Malware, registry run keys and command line interface attacks, for example, were the most common attack vectors in the Indo-Pacific region. By contrast, malware constituted more than 75 percent of the attacks on Latin American targets and scripting was used in well over half of attacks on EMEA organisations.

These variations meant that there was no one-size-fits-all solution for detecting and managing such attacks – which get even harder to detect when cautious attackers ‘live off the land’ by relying on built-in system tools, such as PowerShell and JavaScript, whose very presence won’t set off red flags. Once the target is compromised, human attackers can take the controls to explore and target data to be exfiltrated.

“From what we have seen in the last two years or so, the adversary’s capability moved beyond malware to signatureless attacks where they use existing capabilities in the operating systems to move in the environment undetected,” Henry said.

“Organisations will continue to attack unabated unless there is some deterrent – and that begins with the victims having the capability to detect those attacks.”

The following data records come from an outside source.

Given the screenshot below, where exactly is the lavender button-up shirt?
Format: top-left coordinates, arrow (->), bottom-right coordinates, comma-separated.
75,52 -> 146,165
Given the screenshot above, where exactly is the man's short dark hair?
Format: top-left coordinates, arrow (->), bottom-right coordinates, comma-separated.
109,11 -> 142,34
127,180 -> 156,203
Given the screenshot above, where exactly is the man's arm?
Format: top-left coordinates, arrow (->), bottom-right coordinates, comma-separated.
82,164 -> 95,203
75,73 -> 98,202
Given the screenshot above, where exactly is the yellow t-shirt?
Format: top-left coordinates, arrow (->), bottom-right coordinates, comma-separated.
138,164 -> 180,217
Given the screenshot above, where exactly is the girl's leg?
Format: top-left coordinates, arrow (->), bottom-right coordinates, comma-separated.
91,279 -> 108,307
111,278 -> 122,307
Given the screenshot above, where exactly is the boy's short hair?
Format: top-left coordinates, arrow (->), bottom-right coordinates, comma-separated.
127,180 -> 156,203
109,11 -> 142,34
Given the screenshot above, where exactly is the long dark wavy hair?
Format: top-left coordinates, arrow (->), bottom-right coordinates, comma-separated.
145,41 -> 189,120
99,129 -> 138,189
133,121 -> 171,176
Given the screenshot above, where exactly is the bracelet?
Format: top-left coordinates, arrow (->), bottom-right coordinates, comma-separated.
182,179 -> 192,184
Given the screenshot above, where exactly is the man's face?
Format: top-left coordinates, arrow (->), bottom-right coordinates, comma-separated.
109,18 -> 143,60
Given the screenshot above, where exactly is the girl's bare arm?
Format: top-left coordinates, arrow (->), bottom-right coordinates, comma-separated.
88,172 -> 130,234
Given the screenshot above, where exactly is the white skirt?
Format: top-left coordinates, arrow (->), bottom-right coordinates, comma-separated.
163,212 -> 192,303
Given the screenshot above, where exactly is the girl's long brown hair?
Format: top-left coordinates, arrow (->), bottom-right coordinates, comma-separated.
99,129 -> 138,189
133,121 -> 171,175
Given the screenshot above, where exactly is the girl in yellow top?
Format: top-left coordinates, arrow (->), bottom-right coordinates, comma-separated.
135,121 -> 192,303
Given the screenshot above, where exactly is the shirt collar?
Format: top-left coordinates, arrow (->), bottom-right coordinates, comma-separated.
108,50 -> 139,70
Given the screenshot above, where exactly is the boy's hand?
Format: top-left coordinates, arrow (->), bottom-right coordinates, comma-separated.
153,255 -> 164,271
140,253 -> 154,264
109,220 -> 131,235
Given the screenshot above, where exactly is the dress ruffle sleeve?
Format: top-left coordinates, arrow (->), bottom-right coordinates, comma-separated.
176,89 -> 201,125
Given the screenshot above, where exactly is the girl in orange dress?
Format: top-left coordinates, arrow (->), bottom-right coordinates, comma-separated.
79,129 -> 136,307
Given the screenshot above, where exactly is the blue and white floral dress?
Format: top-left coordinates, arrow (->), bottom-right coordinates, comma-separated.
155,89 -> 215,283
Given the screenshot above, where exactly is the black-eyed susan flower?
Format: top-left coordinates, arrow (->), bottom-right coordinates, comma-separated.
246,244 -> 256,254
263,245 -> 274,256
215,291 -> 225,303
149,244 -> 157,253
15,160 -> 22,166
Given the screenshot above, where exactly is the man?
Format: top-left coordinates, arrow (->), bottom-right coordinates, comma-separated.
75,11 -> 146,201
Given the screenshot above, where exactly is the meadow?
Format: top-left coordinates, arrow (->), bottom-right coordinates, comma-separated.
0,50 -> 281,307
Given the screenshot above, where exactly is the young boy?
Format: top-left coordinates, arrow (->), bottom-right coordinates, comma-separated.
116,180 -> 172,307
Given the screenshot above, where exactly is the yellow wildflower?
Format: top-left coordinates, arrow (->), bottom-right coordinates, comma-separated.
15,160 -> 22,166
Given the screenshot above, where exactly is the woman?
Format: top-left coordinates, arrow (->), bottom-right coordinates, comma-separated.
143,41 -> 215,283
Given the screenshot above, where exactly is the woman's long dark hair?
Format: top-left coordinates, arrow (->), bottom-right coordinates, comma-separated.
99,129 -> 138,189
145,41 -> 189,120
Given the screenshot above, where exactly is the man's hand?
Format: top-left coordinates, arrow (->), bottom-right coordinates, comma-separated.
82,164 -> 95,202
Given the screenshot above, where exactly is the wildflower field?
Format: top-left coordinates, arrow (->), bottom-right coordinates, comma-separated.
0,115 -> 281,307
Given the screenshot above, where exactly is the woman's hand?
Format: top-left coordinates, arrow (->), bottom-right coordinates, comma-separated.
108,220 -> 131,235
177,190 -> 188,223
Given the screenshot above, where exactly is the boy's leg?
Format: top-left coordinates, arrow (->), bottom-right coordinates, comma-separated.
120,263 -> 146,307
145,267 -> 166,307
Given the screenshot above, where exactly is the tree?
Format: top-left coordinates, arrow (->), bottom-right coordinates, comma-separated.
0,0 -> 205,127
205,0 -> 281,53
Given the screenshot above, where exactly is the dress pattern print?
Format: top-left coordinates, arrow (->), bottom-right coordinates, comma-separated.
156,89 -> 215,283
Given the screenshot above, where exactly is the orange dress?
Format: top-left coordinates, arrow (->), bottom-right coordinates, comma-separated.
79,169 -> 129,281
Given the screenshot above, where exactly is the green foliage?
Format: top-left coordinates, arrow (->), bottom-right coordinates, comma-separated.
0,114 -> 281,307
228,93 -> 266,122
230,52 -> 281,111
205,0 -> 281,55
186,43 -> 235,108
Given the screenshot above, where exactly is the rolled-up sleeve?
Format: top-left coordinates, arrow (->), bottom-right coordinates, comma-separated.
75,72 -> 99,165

Yet many organisations “are still asleep at the switch,” he added.

“I see a lot of boards and CEOs who are very attentive and have a sense of urgency and understand the business risk – but I still bump into organisations that have a laissez-faire attitude about cybersecurity and feel that they will deal with it if it happens.”

“That type of attitude is just not acceptable.”

Those with such attitudes will be particularly held to account once they suffer a public breach at the hands of nation-state attackers who – despite diplomatic assertions to the contrary – continue to double down on their attack efforts and are rapidly changing both the tactics they use and their intensity.

Those changing tactics “have really made some significant changes in the whole ecosystem,” Henry said, “and organisations need to be protected in a way that is fundamentally different from what they have done historically.”

“There is the potential for things to escalate beyond proportionality – and we have to start a broader discussion about this if we are going to curtail the use of what many experts say are a devastating and potentially existential deployment of weapons.”